Example: CI/CD agent on GitHub push
Here's a complete event flow for an agent that reacts to GitHub push events:
GitHub push webhook
|
v
[API endpoint] -- validate signature -- enqueue
|
v
[Message Queue]
|
|--> [Test Runner Agent]
| |
| v
| Run tests --> emit "tests.completed"
|
|--> [Security Scanner Agent]
| |
| v
| Scan dependencies --> emit "scan.completed"
|
+--> [Lint Agent]
|
v
Check style --> emit "lint.completed"
| (all three complete)
v
[Aggregator Agent]
|
v
Post GitHub status checkThe three scanning agents run in parallel, each subscribed to the "push" event. The aggregator agent is subscribed to the completion events from all three. It waits for all three to arrive (using a correlation ID tied to the commit SHA) and then posts the combined result.

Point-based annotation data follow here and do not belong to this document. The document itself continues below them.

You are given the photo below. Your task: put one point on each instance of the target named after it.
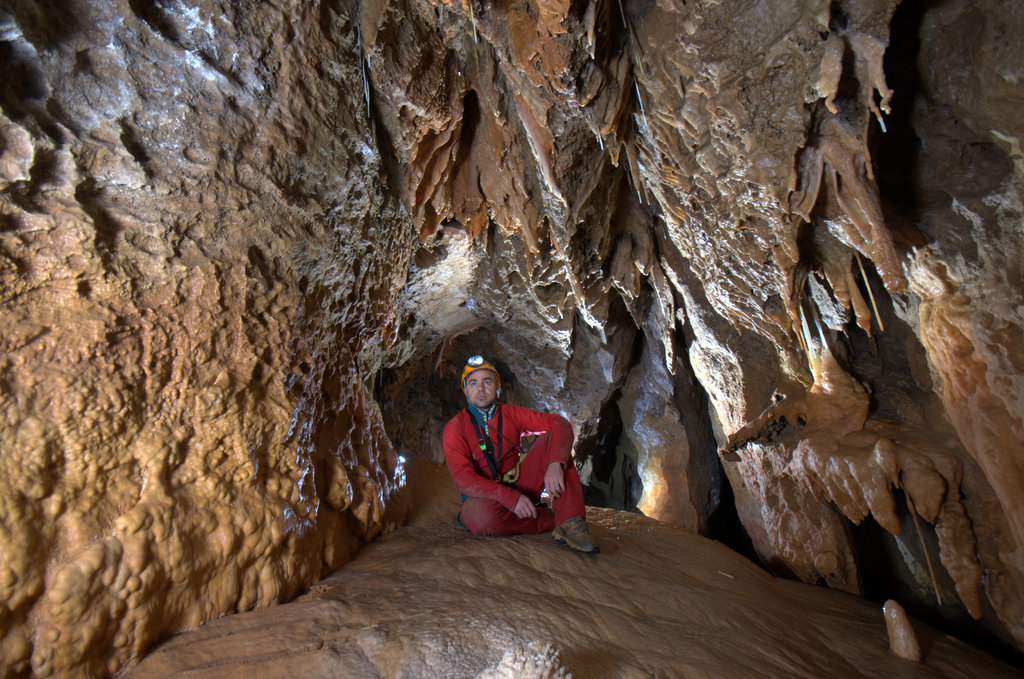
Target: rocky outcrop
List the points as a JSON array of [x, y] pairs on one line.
[[184, 429], [431, 600], [769, 255]]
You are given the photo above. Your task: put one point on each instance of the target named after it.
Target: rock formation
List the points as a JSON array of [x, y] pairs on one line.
[[766, 258], [659, 600]]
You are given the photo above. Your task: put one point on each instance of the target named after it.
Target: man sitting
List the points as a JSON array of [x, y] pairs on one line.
[[501, 484]]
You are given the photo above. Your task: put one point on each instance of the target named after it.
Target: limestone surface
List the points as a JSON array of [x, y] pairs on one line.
[[430, 600], [766, 257]]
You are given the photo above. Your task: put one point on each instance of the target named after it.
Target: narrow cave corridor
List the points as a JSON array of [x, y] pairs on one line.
[[765, 257]]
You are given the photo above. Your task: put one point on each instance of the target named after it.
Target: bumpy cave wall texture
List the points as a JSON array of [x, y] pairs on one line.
[[766, 256]]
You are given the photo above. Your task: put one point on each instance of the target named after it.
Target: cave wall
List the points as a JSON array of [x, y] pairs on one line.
[[192, 211], [748, 185], [244, 251]]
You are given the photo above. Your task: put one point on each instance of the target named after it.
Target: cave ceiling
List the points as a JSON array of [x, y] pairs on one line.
[[765, 256]]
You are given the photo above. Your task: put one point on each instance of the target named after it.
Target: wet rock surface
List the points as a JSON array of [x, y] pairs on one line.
[[431, 600], [766, 260]]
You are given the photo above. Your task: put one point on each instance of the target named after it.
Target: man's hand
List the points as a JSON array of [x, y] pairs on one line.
[[554, 479], [524, 508]]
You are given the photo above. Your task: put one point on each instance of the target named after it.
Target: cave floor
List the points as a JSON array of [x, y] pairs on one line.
[[429, 600]]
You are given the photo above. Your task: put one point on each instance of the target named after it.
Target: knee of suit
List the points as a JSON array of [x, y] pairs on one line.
[[481, 516]]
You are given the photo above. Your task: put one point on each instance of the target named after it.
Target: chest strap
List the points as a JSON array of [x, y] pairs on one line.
[[487, 447]]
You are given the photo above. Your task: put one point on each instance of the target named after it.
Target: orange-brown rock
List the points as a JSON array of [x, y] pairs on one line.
[[766, 258], [429, 599]]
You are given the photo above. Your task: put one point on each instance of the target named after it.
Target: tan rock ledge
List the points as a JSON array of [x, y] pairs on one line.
[[429, 600]]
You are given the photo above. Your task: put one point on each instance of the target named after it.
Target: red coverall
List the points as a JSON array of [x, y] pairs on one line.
[[488, 508]]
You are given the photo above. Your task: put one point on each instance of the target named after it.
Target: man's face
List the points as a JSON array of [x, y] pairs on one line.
[[481, 388]]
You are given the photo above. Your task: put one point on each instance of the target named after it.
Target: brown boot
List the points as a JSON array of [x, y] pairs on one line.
[[573, 534]]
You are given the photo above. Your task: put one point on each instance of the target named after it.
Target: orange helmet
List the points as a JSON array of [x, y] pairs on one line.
[[476, 363]]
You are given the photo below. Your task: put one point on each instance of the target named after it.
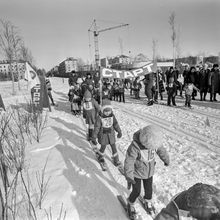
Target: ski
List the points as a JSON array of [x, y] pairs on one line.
[[151, 213], [120, 167], [123, 202], [102, 163]]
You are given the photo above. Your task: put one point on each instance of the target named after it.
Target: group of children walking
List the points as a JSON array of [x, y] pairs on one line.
[[201, 201]]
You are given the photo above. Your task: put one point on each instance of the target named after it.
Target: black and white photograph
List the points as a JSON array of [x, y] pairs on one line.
[[109, 110]]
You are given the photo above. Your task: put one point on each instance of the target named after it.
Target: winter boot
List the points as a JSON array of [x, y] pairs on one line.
[[150, 102], [100, 157], [214, 96], [211, 97], [131, 210], [90, 131], [149, 207], [116, 160]]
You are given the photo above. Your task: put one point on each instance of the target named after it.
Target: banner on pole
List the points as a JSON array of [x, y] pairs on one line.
[[124, 74], [2, 106], [39, 95]]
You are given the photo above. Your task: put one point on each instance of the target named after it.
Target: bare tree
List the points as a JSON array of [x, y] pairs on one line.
[[172, 21], [178, 46], [9, 42], [25, 54], [154, 49]]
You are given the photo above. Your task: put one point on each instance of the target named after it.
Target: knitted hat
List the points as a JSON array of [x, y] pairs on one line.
[[106, 103], [151, 137], [200, 200], [87, 94]]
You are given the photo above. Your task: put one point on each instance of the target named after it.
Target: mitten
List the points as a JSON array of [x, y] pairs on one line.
[[166, 164], [93, 140], [119, 135], [130, 180]]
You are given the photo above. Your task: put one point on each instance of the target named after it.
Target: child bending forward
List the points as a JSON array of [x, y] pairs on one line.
[[105, 127], [140, 162]]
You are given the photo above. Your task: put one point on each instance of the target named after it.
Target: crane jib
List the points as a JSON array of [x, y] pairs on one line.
[[123, 74]]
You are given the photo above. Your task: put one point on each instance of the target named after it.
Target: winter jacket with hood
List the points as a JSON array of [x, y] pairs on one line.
[[197, 198], [105, 128], [140, 161]]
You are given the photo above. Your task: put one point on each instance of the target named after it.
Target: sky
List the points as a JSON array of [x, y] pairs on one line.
[[56, 29]]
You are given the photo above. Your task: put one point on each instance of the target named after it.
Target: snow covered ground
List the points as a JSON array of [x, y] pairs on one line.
[[192, 138]]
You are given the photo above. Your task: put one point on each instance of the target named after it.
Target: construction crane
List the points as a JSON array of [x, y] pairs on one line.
[[96, 33]]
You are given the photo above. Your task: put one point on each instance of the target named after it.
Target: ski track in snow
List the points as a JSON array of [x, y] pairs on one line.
[[189, 163], [89, 193]]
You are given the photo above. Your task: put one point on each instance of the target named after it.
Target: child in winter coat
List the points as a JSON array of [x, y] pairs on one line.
[[90, 112], [121, 91], [189, 88], [201, 202], [137, 87], [139, 164], [105, 127], [49, 89], [171, 91], [75, 98]]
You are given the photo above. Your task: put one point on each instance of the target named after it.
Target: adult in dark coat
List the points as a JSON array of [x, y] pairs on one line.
[[171, 74], [148, 83], [214, 82], [191, 78], [73, 78], [137, 87], [185, 73], [203, 82]]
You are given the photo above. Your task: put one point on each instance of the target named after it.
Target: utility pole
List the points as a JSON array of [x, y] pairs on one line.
[[121, 45]]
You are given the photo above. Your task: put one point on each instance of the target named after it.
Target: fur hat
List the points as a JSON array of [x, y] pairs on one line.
[[87, 94], [106, 103], [200, 200], [151, 137]]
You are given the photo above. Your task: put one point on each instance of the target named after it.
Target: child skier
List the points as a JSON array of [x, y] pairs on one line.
[[90, 112], [75, 98], [49, 89], [105, 127], [189, 88], [171, 92], [139, 165]]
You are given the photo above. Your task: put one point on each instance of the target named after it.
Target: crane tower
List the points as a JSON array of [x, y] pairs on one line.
[[96, 33]]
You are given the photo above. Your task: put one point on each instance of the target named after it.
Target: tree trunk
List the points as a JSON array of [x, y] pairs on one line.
[[13, 80]]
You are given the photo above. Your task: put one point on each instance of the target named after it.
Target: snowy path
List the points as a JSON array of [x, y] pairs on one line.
[[88, 193], [171, 127]]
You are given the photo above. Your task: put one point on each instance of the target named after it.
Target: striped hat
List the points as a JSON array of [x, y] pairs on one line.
[[106, 104]]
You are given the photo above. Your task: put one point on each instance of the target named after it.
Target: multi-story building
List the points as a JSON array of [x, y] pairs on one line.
[[15, 68], [104, 62], [67, 66], [118, 62]]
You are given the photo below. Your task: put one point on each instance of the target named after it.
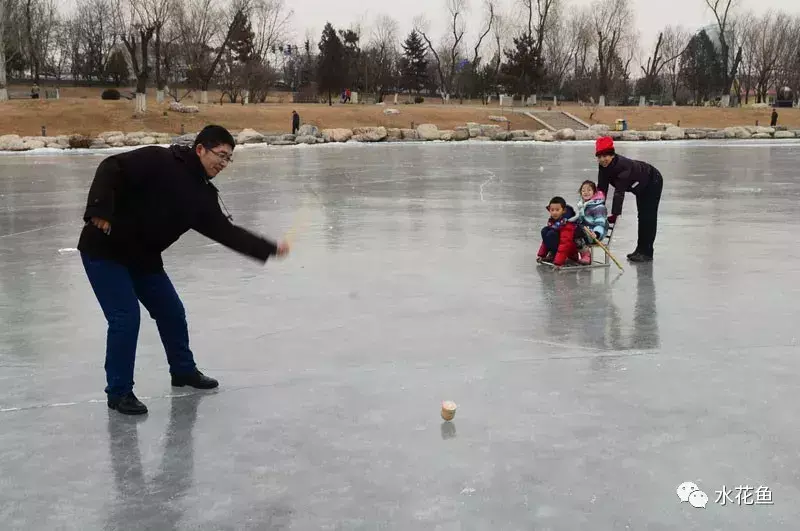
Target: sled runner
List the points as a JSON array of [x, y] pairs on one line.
[[600, 250]]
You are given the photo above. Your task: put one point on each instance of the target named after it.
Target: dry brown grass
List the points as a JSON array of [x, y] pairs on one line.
[[90, 117], [643, 118], [80, 110]]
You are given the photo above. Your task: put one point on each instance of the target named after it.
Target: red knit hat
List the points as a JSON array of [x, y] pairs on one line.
[[604, 145]]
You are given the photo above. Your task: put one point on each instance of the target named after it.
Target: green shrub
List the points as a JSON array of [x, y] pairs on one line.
[[110, 94]]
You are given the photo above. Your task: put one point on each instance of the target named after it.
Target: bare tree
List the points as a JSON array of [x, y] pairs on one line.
[[771, 38], [270, 19], [674, 43], [788, 72], [561, 42], [612, 20], [203, 39], [665, 54], [3, 89], [729, 64], [446, 66], [40, 18], [746, 41], [382, 49]]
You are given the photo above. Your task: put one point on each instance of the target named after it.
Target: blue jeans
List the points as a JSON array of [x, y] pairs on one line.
[[119, 290]]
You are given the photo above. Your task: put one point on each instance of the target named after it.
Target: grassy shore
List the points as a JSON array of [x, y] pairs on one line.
[[82, 111]]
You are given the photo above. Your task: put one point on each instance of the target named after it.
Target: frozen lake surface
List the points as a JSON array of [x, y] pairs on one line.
[[585, 399]]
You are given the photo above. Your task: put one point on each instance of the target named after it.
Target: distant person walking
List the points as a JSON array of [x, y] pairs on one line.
[[642, 180], [295, 122]]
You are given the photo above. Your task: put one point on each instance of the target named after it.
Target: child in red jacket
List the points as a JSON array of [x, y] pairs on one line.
[[558, 237]]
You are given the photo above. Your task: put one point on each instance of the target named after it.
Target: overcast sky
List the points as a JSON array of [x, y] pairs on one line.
[[651, 16]]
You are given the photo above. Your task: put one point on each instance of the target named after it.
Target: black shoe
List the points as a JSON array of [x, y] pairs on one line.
[[195, 379], [639, 257], [127, 405]]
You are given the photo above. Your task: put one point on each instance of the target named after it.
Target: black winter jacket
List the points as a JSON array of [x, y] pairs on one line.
[[152, 196], [625, 175]]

If the security scanner crashes, its event stays in the queue. Another instance picks it up. The aggregator doesn't care about the delay — it's just waiting for three events with matching correlation IDs.
When event-driven is overkill
Not every agent system needs an event bus. If your workflow is a simple request-response (user asks a question, agent answers), event-driven architecture adds complexity without benefit.
Use event-driven orchestration when:
- Agents are triggered by external systems (webhooks, schedules, database changes)
- Multiple agents need to react to the same event independently
- Workflows take minutes or hours, not seconds
- Resilience matters more than simplicity — you can't afford to drop events
Use simpler patterns when:
- The workflow is synchronous and fast
- There's one trigger and one agent
- You're prototyping and don't need production resilience yet
For synchronous workflows, [tool-calling loops](/guides/tool-calling-loops-ai-agents) are simpler and more debuggable. For workflows that need human checkpoints, add [human-in-the-loop](/guides/human-in-the-loop-ai-agents) gates — the human becomes another event emitter in the system.
Event-driven architecture is the most powerful orchestration pattern. It's also the most complex. Earn that complexity by starting with simpler patterns and graduating to events when your requirements demand it.